A Play in Three Acts, by Janice Erlbaum
ACT ONE:
A man and a woman are in an office.
MAN: You've been kind of bitchy around the office lately, and by "lately" I mean "always since I met you." Do you need to get laid?
WOMAN: No, what I need is to stab your piggy eyes out with a pair of sharp scissors. Why don't you go back into your office and jerk off to Asian girls in bondage while totally mismanaging and squandering millions of dollars, as usual?
MAN: You're so fucking fired, you frigid cunt.
WOMAN: And I will be suing your balding, low-sperm-count-having, Asian-bondage-jerking ass right about...(looks at watch)...now.
ACT TWO:
Woman stands alone on a stage.
WOMAN: This is a story about forgiveness. This is a story about cruelty. This is a story about stories that start "this is a story." This is one of those stories. This story will not so much have a moral as it will leave you will an ineffable sense of futility, which is what you really want from a story. Futility. Accept it. ACCEPT IT! AAAAACCCCCCEEEEPPPPPTTTT IIIIIITTTTTT! Nope, still nothing. See, futile. This is a story about rage, and humiliation, and the humiliation of being in a rage. This is the love-hate story of rubber and glue, because when you hate, then a thousand hates are hated back at you, or something, and then you hate ten thousand hatey hates, and it's still futile, because there's no winning except giving up and that's not winning, that's giving up.
ACT THREE:
Man sits in front of a computer in his boxer shorts.
MAN: Uggghh...oooohh...you know, I wish I had acted differently so many times in my life. But since I can't go back and change my past actions, maybe I can make some kind of karmic amends. Maybe I can change my life for the better, and be a better human being. And I could start by acknowledging some of the things I said and did in my past, things I said and did out of fear and spite and hatred of women. Maybe I could...
Flaming asteroid bursts through wall, hits Man in testicles.
MAN: AAAAAUUUUUUGGGGGHHHH! TOOOOO LAAAAAAAAATE!
brilliant.
Posted by: aisha | Feb 22, 2006 at 08:40 AM
Ow, my sides.
Posted by: Jennifer Glick | Feb 22, 2006 at 09:28 AM
uh-oh. so now i know what my problem has been these many long months: a thousand hates hated back at me. dang!
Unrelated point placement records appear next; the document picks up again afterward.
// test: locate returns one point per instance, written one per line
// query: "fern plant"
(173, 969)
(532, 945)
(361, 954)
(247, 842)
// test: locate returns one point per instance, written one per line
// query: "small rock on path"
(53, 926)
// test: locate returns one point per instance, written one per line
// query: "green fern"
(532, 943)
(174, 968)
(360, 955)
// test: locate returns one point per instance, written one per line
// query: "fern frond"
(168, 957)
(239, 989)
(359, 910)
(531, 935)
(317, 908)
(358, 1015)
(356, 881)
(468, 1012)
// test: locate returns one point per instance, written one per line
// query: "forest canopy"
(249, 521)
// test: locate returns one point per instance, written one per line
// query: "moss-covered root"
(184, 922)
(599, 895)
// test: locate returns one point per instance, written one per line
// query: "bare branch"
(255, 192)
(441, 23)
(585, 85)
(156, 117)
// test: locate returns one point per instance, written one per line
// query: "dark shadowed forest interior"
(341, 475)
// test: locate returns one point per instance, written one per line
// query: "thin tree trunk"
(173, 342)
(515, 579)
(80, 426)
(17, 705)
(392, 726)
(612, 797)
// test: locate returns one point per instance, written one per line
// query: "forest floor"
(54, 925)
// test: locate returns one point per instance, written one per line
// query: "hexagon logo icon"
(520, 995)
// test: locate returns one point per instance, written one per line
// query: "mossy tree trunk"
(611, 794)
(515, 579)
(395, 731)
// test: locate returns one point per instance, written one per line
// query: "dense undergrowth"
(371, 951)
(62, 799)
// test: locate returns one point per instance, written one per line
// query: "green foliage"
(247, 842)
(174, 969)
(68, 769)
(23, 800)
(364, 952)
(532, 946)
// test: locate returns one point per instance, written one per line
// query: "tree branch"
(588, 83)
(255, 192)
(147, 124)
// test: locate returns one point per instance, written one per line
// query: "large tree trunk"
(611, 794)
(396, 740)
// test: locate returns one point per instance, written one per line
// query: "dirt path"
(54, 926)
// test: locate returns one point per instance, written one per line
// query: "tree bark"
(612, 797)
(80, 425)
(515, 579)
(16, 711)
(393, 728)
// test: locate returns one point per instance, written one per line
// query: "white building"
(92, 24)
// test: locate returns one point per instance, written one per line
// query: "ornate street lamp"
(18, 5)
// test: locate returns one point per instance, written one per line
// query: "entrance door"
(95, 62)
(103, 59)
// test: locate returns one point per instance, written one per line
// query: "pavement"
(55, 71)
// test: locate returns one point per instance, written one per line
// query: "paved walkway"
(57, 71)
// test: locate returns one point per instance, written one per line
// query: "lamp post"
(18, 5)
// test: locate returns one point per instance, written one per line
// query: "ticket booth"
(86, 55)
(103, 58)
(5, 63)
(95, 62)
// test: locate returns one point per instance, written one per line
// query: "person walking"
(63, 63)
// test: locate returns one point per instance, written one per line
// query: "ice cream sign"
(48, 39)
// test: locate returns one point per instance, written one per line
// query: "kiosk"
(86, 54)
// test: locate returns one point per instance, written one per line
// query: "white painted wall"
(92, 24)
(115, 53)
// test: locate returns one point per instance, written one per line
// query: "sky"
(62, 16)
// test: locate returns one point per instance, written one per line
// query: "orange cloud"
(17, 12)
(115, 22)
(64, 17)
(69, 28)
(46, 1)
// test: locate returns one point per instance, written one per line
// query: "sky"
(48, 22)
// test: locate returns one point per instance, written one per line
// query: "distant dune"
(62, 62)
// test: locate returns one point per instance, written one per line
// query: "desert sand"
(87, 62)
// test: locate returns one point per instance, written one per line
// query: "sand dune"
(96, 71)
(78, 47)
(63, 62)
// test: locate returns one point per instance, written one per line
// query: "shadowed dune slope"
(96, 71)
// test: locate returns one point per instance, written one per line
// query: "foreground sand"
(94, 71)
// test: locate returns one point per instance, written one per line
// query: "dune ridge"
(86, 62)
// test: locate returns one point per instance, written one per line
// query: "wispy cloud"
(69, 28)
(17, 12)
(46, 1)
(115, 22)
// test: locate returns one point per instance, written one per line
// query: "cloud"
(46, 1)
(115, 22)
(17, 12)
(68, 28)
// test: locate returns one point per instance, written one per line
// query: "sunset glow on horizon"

when o when will i evolve?!
Posted by: broken ladder | Feb 22, 2006 at 10:06 AM
I think this is my favorite play ever written. Particularly the hatey-hate part. If I ever have to prepare a monologue, that will be it.
Posted by: Éireann | Feb 22, 2006 at 01:05 PM
PLEASE do it sometime. At least for your polisci class, or something.
Posted by: girlbomb | Feb 22, 2006 at 11:33 PM
Thanks for making me pee myself. Gonna buy your book!
-Noel
Posted by: Noel Derecki | Apr 17, 2008 at 11:47 PM
I absolutely could not put your book down ( Girl Bomb). It was like reading a very similar story of my life . I find it very admireable that you had the courage to write this story about your life growing up. My days of addiction, heart ache and seperation from my family are days I don't like to remember most of the time. But yet they have made me a very stronge person. I have been told by numerous people that I should right a memior myself of my story and the obstacles I have overcome . I was very inspired by you. I look forward to reading your latest book (Have you found her).
Posted by: Kelly Ryan | Apr 18, 2008 at 03:27 PM
Hahahaha I love the "hatey hate" part. Hilarious.